SIGNIFICANCE STATEMENT The lateral habenula (LHb) is a brain region receiving information from brain areas involved in decision-making, and its output influences motivation, reward, and movement. This interface between thoughts, emotions, and actions is how the LHb permits adaptive behavior, and LHb dysfunction is implicated in psychiatric and drug use disorders. Silencing the LHb impairs control over cocaine seeking in rats, and mAChRs are also implicated. Here, we measured cocaine seeking while blocking different mAChRs and examined mechanisms of mAChR effects on LHb neurons. M₂-mAChRs were necessary for control of cocaine seeking, and these receptors altered LHb neuron activity in several ways. Our study reveals that LHb M₂-mAChRs represent a potential target for treating substance use disorders.
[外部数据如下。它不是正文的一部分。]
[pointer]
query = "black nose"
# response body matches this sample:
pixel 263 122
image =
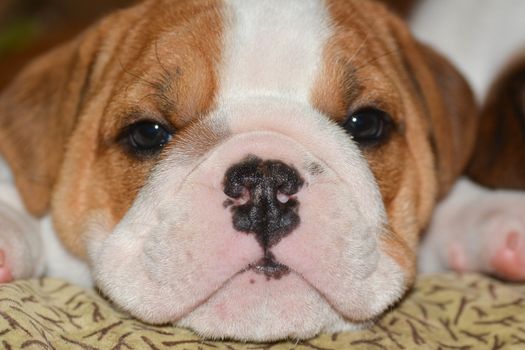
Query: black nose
pixel 263 202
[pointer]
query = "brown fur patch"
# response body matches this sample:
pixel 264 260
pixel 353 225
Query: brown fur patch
pixel 158 58
pixel 431 105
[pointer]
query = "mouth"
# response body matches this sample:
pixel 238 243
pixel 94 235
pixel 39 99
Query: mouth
pixel 269 267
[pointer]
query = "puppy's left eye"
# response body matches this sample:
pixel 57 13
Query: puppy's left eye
pixel 369 126
pixel 147 137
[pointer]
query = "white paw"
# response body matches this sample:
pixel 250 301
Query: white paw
pixel 20 246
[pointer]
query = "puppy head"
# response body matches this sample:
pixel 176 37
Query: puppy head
pixel 248 169
pixel 499 160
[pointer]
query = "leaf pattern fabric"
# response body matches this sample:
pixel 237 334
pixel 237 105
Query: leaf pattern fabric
pixel 443 311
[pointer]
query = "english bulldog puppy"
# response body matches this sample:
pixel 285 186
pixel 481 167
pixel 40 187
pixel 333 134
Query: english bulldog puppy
pixel 483 228
pixel 248 169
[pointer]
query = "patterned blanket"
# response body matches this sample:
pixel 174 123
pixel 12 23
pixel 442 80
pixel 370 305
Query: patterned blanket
pixel 445 311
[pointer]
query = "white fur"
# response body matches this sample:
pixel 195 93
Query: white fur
pixel 31 245
pixel 273 47
pixel 479 36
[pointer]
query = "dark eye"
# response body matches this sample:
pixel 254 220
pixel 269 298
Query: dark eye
pixel 147 137
pixel 369 126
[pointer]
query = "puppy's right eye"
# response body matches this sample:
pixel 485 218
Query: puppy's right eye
pixel 147 137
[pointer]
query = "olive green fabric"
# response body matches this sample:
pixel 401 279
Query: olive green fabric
pixel 444 311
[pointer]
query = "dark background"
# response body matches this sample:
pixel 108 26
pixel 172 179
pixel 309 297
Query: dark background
pixel 30 27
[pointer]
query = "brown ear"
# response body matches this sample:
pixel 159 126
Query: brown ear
pixel 499 156
pixel 447 102
pixel 37 114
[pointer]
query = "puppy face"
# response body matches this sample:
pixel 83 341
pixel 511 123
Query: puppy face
pixel 248 169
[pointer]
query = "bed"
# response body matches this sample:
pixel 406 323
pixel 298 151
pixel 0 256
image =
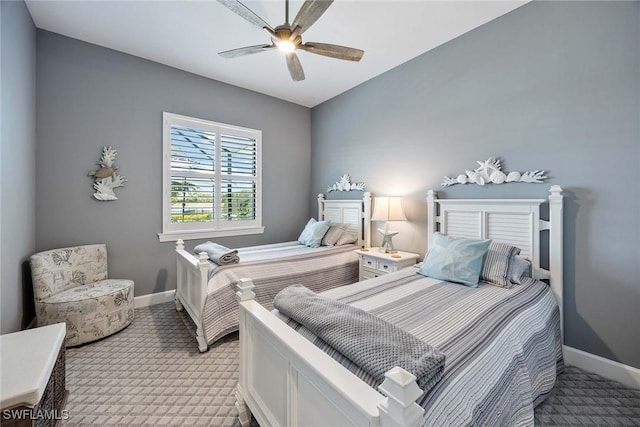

外侧缰核 (LHb) 通过对抗大脑奖励核的激活来平衡奖励和厌恶，并参与抑制冲动行为模型中对可卡因的反应。以前，我们报道了 LHb 失活或 LHb mAChRs 的非选择性拮抗作用阻止了对可卡因寻求的抑制。在这里，我们研究了 mAChR 亚型在这种冲动性寻药模型中介导内源性乙酰胆碱的作用，并定义了 mAChR 改变 LHb 神经元活动的细胞机制。体外使用电生理学，我们发现 LHb 神经元被胆碱能激动剂氧代震颤素-M (Oxo-M) 和卡巴胆碱 (CCh) 去极化或超极化，并且 mAChRs 在雄性和雌性大鼠中类似地抑制这些细胞的突触 GABA 和谷氨酸能输入。CCh 的突触作用被 M ₂ -mAChR (M ₂ R) 拮抗剂 AFDX-116 阻断，而不是被 M ₁ -mAChR (M ₁ R) 拮抗剂哌仑西平阻断。Oxo-M 介导的去极化电流也被 AFDX-116 阻断。虽然 M ₂R 激活抑制 LHb 神经元的兴奋性和抑制性输入，对兴奋的影响更大，表明兴奋性抑制平衡向净抑制转变。通过 channelrhodopsin-2 表达激活 VTA 对 LHb 神经元的抑制性输入，诱发被 M ₂ Rs 抑制的 IPSC。最后，我们测量了可卡因的 LHb 依赖性操作反应抑制，发现它受到 M ₂ Rs 而非 M ₁ Rs 拮抗作用的损害。总之，我们表明 LHb 的胆碱能信号和 M ₂ Rs 的激活对于抑制对可卡因的反应至关重要，我们定义了可能发生这种情况的细胞机制。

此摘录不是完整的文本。